Le autorità comunali di Cama e Grono hanno ordinato l'evacuazione per la notte di un'area abitata ai Piani di Verdabbio, nelle zone di Pronzin e ai Pian, in Val Mesolcina, nei Grigioni italiani. La decisione tiene conto delle previsioni di MeteoSvizzera, del parere dell'Ufficio forestale e pericoli naturali dei Grigioni e dello stato di riempimento del bacino di contenimento del Rià de Polon.
Lo ha spiegato alla RSI il sindaco di Grono Samuele Censi. Il provvedimento riguarda una ventina di abitazioni, per un totale di 30-40 persone, ed è in vigore da lunedì sera alle 21.00 a martedì mattina alle 7.00. Per chi ha dovuto lasciare la propria casa, l'autorità ha messo a disposizione posti letto nei rifugi della Protezione civile di Grono.
Frana ai Monti Laura, strada chiusa per tre settimane
Il maltempo ha causato anche una frana nella notte tra giovedì e venerdì scorsi, nei pressi dei Monti Laura, in territorio di Roveredo.
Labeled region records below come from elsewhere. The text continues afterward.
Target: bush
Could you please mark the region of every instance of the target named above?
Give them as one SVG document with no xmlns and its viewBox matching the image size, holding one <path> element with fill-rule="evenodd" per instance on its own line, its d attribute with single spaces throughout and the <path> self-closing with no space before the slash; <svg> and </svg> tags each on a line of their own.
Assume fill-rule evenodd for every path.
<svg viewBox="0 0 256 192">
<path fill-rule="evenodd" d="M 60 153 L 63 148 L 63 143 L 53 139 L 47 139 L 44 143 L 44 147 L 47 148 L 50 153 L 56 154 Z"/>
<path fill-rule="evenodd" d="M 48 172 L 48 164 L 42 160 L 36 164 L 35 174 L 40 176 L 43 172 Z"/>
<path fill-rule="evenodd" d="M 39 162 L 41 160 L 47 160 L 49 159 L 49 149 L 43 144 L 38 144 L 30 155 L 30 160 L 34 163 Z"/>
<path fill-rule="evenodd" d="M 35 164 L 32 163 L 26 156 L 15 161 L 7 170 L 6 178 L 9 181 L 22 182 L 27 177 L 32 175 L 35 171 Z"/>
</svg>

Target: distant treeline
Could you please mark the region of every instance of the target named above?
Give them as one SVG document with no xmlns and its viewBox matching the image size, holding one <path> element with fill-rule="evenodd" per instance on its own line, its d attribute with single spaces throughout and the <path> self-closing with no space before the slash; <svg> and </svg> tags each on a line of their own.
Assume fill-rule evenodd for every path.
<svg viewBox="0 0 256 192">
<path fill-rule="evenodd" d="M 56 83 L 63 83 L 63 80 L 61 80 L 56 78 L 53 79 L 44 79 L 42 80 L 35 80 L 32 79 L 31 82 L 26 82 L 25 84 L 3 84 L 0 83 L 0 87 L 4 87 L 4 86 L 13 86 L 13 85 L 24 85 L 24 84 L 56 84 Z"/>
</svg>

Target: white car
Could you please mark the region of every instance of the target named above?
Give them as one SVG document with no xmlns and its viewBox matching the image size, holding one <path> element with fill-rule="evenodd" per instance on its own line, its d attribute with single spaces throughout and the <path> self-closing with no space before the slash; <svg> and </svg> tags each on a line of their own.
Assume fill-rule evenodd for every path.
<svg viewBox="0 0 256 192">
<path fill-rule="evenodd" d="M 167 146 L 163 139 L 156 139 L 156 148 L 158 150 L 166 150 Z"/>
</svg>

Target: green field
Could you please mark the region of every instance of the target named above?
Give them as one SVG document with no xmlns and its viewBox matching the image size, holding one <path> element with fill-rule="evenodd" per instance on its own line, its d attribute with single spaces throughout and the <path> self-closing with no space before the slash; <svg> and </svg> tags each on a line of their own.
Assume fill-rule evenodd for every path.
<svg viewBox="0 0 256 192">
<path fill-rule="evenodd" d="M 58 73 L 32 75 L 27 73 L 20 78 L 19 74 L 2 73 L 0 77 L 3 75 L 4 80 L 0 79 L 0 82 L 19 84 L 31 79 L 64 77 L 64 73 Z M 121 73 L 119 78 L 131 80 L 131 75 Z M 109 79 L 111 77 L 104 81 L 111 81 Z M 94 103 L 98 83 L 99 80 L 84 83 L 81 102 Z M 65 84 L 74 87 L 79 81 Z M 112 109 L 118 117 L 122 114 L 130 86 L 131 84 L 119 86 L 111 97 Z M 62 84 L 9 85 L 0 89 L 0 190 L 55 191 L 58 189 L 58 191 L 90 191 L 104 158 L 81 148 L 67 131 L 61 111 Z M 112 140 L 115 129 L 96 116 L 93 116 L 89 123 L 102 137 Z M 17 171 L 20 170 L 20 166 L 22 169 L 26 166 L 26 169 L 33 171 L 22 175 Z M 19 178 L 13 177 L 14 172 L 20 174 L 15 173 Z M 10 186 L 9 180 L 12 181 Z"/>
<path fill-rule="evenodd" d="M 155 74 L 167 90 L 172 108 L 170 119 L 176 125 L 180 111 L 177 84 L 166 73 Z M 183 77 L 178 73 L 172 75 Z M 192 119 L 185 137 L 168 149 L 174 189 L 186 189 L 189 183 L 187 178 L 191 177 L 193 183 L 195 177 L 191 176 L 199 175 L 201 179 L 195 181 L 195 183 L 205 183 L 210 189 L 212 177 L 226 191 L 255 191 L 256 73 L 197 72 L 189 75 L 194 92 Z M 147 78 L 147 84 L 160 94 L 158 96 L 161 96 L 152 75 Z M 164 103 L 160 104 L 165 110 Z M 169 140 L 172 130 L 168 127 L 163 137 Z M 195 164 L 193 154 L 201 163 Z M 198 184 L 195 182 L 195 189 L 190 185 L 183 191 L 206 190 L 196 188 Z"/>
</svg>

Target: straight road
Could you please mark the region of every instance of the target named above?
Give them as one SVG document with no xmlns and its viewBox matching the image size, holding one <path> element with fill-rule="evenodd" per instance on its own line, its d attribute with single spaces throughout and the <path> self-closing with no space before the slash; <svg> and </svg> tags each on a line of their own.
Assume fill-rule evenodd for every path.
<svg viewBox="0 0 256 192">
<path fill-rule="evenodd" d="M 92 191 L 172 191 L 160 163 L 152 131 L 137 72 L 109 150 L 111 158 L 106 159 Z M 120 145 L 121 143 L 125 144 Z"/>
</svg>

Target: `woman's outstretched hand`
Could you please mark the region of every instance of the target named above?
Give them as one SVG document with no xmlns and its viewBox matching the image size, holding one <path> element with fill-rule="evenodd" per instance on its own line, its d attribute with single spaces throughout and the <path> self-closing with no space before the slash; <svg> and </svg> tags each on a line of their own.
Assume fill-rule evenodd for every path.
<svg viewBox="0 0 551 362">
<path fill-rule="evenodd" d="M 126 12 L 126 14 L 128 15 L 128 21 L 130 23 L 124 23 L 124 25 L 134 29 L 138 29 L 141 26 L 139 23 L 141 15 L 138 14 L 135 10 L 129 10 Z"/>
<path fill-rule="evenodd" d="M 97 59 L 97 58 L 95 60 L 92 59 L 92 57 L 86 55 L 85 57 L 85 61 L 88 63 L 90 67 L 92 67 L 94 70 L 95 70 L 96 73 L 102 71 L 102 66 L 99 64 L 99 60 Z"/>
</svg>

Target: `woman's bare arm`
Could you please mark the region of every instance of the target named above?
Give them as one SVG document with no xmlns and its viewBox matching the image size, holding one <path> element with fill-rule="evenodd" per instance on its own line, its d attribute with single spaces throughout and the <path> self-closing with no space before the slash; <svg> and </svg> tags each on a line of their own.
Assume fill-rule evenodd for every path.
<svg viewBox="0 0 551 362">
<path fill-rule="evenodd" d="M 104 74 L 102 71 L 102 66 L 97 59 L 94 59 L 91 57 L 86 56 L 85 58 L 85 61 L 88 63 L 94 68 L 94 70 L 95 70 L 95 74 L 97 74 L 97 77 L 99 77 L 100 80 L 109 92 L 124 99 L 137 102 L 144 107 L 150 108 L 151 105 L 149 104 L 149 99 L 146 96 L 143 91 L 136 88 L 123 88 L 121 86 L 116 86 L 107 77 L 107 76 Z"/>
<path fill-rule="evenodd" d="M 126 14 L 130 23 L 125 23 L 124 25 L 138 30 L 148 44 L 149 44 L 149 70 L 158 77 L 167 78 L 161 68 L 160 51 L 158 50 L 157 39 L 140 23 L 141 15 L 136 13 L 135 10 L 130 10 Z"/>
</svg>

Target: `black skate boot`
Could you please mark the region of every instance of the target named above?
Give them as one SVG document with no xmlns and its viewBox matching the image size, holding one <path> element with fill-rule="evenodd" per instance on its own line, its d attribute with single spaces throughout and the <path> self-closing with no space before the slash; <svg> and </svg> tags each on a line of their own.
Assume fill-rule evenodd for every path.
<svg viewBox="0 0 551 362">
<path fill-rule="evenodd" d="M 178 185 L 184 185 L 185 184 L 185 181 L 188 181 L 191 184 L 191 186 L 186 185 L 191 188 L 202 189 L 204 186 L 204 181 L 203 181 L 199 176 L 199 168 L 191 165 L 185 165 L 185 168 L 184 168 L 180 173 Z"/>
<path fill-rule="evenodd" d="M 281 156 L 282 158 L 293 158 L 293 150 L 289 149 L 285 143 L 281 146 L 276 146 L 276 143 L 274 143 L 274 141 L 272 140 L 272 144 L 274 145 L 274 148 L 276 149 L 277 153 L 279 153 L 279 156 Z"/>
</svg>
Lo smottamento si è verificato poco oltre il ponte sul Rià de Trii e ha portato alla chiusura, con effetto immediato, dell'ultimo tratto della strada di accesso ai monti.
Il Municipio mesolcinese prevede una chiusura di almeno tre settimane. Fino a nuovo avviso, i Monti di Laura e di Rodas si potranno raggiungere solo passando dalla strada della Valle di Arbedo, un percorso più lungo che complica gli spostamenti di chi vive o lavora in quota.
Le due misure mostrano quanto il territorio del Moesano sia esposto agli effetti del maltempo intenso. Gli enti pubblici, dai Comuni all'Ufficio cantonale competente, restano centrali nella gestione del rischio: dalla sorveglianza dei bacini di contenimento alla messa a disposizione di rifugi per chi deve lasciare la propria abitazione. Resta da capire quali investimenti serviranno, negli anni a venire, per rafforzare le infrastrutture di protezione in una regione alpina dove eventi di questo tipo rischiano di ripetersi.